Un episodio giudiziario e clinico avvenuto a Cremona ha portato alla luce una condizione medica rara: un uomo di 55 anni, astemio e diabetico da 19 anni, è stato assolto dall’accusa di guida in stato di ebbrezza perché gli accertamenti hanno dimostrato che il suo organismo produceva etanolo in modo endogeno. La vicenda, iniziata l’8 con un incidente stradale, si è conclusa con l’assoluzione pronunciata il 3 luglio 2026: la formula è stata «perché il fatto non sussiste».

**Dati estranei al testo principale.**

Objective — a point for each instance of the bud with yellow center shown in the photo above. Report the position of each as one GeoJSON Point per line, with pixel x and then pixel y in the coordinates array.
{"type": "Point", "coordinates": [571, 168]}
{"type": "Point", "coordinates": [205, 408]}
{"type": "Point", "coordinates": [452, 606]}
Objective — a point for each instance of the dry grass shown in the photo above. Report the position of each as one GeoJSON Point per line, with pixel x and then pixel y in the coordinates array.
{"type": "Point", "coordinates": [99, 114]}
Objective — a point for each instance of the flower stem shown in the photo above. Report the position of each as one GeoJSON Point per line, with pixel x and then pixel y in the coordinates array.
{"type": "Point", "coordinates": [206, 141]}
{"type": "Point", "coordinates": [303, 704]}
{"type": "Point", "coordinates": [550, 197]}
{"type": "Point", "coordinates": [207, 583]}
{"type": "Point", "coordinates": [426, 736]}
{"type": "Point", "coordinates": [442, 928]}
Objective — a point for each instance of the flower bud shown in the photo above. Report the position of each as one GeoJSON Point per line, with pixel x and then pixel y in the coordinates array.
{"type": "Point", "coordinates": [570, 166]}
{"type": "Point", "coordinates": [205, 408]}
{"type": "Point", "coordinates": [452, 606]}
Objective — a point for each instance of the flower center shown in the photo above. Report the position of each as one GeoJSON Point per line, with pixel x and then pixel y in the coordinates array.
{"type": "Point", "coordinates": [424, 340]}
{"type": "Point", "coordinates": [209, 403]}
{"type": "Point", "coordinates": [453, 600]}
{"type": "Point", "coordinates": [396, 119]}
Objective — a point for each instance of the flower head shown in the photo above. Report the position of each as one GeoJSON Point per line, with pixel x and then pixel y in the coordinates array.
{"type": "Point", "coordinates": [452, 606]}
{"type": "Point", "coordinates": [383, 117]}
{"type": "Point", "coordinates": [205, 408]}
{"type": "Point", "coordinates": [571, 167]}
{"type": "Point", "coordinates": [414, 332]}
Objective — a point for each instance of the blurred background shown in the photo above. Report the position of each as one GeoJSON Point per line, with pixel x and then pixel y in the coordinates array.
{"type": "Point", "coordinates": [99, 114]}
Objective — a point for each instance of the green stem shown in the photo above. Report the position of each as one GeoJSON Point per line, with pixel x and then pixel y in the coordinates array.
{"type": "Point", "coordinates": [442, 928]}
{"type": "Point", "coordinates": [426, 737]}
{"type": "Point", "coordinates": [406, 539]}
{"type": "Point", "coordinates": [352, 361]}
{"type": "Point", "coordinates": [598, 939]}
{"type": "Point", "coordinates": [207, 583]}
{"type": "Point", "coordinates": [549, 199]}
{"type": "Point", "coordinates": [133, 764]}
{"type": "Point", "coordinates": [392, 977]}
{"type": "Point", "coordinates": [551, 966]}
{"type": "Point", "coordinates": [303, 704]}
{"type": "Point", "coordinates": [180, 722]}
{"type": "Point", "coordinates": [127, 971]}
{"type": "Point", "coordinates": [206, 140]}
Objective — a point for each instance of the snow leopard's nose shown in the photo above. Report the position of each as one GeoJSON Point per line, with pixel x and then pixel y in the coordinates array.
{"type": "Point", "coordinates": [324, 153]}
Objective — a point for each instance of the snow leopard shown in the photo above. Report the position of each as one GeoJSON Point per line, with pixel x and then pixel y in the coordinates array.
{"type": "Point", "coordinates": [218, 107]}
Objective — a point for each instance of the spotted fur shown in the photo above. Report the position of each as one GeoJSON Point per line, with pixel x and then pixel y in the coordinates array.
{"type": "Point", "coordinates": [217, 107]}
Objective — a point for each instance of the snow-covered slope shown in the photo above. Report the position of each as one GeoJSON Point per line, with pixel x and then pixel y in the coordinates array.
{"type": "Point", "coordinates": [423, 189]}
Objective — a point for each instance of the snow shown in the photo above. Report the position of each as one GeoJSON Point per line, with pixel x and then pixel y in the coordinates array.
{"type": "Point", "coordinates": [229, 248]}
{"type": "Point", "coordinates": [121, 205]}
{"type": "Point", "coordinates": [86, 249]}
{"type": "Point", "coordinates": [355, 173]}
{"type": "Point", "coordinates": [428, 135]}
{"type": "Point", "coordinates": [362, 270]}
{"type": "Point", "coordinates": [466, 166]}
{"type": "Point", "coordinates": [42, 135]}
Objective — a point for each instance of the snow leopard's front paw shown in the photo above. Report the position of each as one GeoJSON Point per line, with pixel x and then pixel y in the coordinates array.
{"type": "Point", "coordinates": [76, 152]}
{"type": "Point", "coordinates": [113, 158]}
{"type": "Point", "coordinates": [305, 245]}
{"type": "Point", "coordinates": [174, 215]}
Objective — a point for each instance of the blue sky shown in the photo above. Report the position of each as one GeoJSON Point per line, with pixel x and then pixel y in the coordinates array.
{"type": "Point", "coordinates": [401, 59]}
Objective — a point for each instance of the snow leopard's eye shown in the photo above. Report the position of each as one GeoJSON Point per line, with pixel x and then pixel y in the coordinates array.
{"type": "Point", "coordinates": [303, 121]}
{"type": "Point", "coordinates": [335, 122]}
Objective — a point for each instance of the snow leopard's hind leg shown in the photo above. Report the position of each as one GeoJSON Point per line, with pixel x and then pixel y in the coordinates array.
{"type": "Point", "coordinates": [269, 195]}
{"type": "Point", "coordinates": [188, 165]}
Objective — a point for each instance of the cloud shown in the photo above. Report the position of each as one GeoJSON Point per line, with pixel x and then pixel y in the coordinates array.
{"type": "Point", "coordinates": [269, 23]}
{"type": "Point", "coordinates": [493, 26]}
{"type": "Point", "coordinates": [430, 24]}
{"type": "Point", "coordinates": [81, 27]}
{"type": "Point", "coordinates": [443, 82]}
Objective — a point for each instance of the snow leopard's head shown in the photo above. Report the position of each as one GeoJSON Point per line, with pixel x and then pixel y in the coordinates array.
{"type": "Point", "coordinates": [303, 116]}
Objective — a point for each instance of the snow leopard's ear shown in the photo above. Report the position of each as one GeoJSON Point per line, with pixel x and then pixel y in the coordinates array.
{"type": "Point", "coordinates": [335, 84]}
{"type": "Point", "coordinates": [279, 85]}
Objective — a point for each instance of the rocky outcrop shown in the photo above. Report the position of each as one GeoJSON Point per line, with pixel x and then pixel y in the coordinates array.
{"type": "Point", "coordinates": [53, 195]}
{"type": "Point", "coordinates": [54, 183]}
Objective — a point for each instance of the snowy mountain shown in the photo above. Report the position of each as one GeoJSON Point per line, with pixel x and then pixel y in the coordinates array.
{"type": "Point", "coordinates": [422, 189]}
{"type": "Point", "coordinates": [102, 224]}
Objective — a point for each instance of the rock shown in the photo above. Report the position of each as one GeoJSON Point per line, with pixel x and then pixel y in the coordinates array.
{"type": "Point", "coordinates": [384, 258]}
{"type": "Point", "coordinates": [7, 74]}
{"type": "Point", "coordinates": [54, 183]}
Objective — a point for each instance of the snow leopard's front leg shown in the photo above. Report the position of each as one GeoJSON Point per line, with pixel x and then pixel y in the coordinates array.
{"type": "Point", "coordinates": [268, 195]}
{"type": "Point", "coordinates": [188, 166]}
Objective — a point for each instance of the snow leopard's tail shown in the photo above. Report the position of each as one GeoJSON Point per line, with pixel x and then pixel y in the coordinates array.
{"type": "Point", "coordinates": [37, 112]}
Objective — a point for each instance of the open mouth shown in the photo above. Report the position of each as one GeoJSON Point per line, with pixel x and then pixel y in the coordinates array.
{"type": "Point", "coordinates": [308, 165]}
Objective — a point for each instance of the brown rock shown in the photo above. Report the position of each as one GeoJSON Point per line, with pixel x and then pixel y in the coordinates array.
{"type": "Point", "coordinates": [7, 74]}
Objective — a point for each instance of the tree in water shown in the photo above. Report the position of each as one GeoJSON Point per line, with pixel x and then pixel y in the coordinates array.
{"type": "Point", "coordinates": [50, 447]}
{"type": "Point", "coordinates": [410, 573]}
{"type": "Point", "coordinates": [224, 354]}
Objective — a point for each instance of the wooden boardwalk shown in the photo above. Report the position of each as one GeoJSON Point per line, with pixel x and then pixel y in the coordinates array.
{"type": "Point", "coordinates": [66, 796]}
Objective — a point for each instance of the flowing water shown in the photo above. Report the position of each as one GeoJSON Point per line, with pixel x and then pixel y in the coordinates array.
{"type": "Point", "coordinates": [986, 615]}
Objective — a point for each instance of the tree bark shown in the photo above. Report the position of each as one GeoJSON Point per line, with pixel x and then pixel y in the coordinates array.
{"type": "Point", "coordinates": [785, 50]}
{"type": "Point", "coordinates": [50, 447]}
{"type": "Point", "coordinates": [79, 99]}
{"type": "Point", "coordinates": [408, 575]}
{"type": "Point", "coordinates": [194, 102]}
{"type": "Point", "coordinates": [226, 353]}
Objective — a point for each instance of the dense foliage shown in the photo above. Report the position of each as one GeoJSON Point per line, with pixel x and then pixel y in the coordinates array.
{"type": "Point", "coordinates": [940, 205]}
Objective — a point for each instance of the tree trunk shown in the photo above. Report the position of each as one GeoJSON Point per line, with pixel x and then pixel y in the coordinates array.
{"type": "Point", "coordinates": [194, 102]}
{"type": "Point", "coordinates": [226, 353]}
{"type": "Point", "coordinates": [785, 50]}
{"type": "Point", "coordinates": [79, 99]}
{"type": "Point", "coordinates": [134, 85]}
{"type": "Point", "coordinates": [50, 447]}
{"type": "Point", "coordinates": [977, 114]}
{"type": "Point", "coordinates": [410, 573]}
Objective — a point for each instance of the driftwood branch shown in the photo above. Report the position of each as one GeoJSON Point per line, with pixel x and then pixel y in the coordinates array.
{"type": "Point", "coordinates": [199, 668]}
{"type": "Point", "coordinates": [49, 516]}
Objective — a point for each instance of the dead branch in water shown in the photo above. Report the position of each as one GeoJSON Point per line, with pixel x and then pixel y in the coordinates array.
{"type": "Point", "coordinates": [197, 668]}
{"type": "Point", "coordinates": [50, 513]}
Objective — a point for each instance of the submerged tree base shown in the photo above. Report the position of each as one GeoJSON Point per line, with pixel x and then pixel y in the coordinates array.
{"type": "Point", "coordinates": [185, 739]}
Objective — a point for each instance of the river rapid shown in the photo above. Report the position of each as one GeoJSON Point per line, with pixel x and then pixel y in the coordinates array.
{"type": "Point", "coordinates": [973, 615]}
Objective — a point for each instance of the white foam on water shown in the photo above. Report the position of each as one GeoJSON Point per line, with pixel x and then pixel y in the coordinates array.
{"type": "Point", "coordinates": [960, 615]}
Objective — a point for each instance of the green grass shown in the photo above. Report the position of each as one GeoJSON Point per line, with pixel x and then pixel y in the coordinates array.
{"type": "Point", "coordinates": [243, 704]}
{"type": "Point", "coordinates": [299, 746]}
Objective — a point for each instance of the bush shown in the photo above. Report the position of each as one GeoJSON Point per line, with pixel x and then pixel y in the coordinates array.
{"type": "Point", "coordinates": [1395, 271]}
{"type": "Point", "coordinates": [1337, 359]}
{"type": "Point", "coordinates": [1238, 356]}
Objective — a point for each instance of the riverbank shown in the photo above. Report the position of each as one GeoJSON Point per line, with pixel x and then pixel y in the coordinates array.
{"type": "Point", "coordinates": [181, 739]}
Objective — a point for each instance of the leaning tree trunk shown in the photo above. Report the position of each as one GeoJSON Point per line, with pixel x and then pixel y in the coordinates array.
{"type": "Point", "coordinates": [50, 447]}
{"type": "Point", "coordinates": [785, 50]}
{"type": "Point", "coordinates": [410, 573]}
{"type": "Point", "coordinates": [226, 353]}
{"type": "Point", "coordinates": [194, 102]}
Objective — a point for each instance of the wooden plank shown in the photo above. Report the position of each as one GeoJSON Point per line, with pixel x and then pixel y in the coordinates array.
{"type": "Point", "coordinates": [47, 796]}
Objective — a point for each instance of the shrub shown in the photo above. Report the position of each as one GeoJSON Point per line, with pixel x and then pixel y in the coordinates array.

Incidente, procedimenti amministrativi e giudiziari a Cremona
La sera dell’8 l’uomo, indicato con il nome di fantasia Mario, ha avuto un incidente dopo aver urtato due nutrie sulla carreggiata: una è stata evitata, l’altra è finita sotto una ruota con conseguente perdita di controllo e uscita in un fosso. Soccorso dai vigili del fuoco, è stato portato in Ospedale di Cremona dove, dagli esami del sangue, risultò un tasso di etanolo pari a 1,19 g/l. A seguito dei rilievi, la patente gli fu sospesa per 6 mesi più altri 3, misura che gli fece perdere il lavoro notturno.
Successivamente, un agente della Polizia locale si presentò per notificare il sequestro della patente; il ricorso amministrativo richiedeva però la certificazione della sindrome «da auto produzione di alcol» per poter dimostrare l’assenza di consumo volontario. Nel frattempo la Polizia Stradale trasmise gli atti alla Procura e si aprì il procedimento penale, che si sarebbe concluso con l’assoluzione.
Difesa legale e iter amministrativo
L’avvocato del conducente, Massimiliano Cortellazzi ha sostenuto in aula che l’articolo di legge che punisce la guida in stato di ebbrezza per consumo di bevande alcoliche non era applicabile nel caso di produzione endogena documentata. Per ottenere la certificazione clinica il ricorrente dovette seguire un iter diagnostico lungo e costoso: ha sostenuto personalmente una spesa di 1.200 euro per gli esami necessari.
Diagnosi, test clinici e spiegazione medica
La sindrome in questione è nota come sindrome dell’autobrewery o sindrome della fermentazione intestinale. Si tratta di una condizione rara in cui microrganismi intestinali — lieviti o batteri in sovracrescita — fermentano i carboidrati ingeriti producendo etanolo nel lume intestinale. L’etanolo attraversa poi la mucosa intestinale e raggiunge il circolo ematico, dando un quadro clinico sovrapponibile all’intossicazione alcolica.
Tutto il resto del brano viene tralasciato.